Çok yıprandı Bursa bu sene. Yeşiline göz diktiler, bitirmeye yeminler etmişçesine cayır cayır yaktılar yurdumu.
Son 30 senenin acısını çıkartırcasına kül ettiler canım ormanları.
Bu sene öyle bir dumana maruz kaldık ki evlerimizden kül tabakası temizledik resmen. Ben yakınımda bir yer yanmamasına rağmen kül yağmuruna ilk defa şahit oldum. Kül yağmuru izledik ya biz, camlarımızı kapılarımızı kapadık. Gecenin bir yarısı is, yanık kokusuna uyanıp mutfağa fırladım ben, ocağı açık mı bıraktım acaba korkusuyla.
Koca şehir kaç gün duman altı kaldı, grimsi hava soluduk. Oğlum dedi ki: "Sanki her yer mangal kokuyor..." İçim sızladı bu söze, diyemedim ki gerçeği, bu kokunun sebebini.
İlk zamanlar hep de sızlandım akılsızlar gibi: "Her yangın da en rüzgârlı zamanlarda çıktı." diye. Kendim kendime de akıl edemedim bunun sebebini, gerçekten yalan değil. Meğer rüzgârlı günleri hedef alıp, bekleyip, bilerek çıkartılmış her yangın.
Nutkum tutuldu.
Bu nasıl bir kötülüktü ve bende karşılığı yoktu.
"Şeytana gerek yok, lüzumu yok, insan kendi kendine yetmiş bu konuda da." dedim sadece.
Boşa şeytana suç atmayalım biz bence; tek suç onun değil, baksanıza insan aklı, beyni, nefsi çoğu şeye galip gelebiliyor. Ekstra bir takviyeye pek de ihtiyacı var gibi gözükmüyor. Sonra kendimi düşündüm, hedeflerimi, hayallerimi, emellerimi düşündüm. Evlatlarımı düşündüm, yetiştirme şeklimi düşündüm, istediğim insan profilini düşündüm. Hele ki çabalarımı...
Böyle bakınca yazık idi çocuklara; onca çabamıza, sabrımıza, emeğimize, sakınmamıza. Dünya sandığımdan, tahmin ettiğimden de kötüydü çünkü. Orada bile bile, isteyerek, plan yaparak, rüzgârı takip ederek orman yakıyorlar en basiti. Yaktıkları sadece orman değil ki hem; içindeki binlerce canlı.
Ben burada uğraşıyorum ki aman çocuğum küfür öğrenmesin, birine kötü söz etmesin, kötü his beslemesin, karıncayı bile incitmesin, aman üzerine basmasın, yuvasını bozmasın.
Köyde top oynarken yanlışlıkla top köpeğin kafasına geldi, canı yandı hayvanın.
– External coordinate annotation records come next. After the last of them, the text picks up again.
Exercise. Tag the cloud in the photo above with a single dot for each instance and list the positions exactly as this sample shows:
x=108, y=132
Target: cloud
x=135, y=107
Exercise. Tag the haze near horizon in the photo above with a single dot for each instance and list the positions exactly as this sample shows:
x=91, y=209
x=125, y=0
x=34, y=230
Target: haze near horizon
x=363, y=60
Hafif söylenerek çıktı gitti bahçeden diye oturup ağlayan, köpeği bulup özür dileyen bir oğlum var benim.
Ben şimdi iyi mi yapıyorum kötü mü gerçekten bilmiyorum. Kafam allak bullak. Bu kadar hassas yetiştirmek hataydı sanırım. Bu dünya için biraz fazla narin kalpler işliyoruz biz galiba. Şaka değil, stres bastı beni bu konuda. Ben de çok bocaladım mesela çoğu konuda. Çünkü benim anam babam da böyledir ve biz de onlar gibi olduk, şimdiyse çocuklarımız...
Ben kaç yaşıma geldim hâlâ şaşırıyorum olan bitene, insanlara, düşüncelere, davranışlara ve dünya şimdikinden daha beter yerlere doğru gidiyor. Ve ben endişeliyim...
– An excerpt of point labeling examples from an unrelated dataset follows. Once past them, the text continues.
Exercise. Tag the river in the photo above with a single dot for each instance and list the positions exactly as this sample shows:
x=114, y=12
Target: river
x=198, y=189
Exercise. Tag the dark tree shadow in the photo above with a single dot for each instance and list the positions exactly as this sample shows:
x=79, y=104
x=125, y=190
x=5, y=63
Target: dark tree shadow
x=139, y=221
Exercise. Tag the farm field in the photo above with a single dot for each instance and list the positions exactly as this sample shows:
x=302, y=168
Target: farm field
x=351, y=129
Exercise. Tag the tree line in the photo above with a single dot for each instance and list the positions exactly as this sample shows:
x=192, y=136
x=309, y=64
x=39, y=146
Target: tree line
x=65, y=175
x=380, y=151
Sanırım hassas değil de sağlam kalpler, yürekler yetiştirmek lazım idi. Çok da iyi empati duygusuna gerek yok, onu artık biliyorum kendi acı tecrübelerimden. Kimseye bir şey olduğu yok, sadece kendine zarar bir duygu. Nasıl başaracağım bilmiyorum ama bir noktada başlamam gerek, onların iyiliği için. Çünkü ne yazık ki kötülük kaybolmak şöyle dursun, azalmıyor bile; gittikçe çoğalıyor, yayılıyor. Biraz da bunun karşısında durabilecek sağlam yüreklere ihtiyaç var sanırım. Biz sağlam ile hassas konularını karıştırmışız galiba, yanlışımız orada.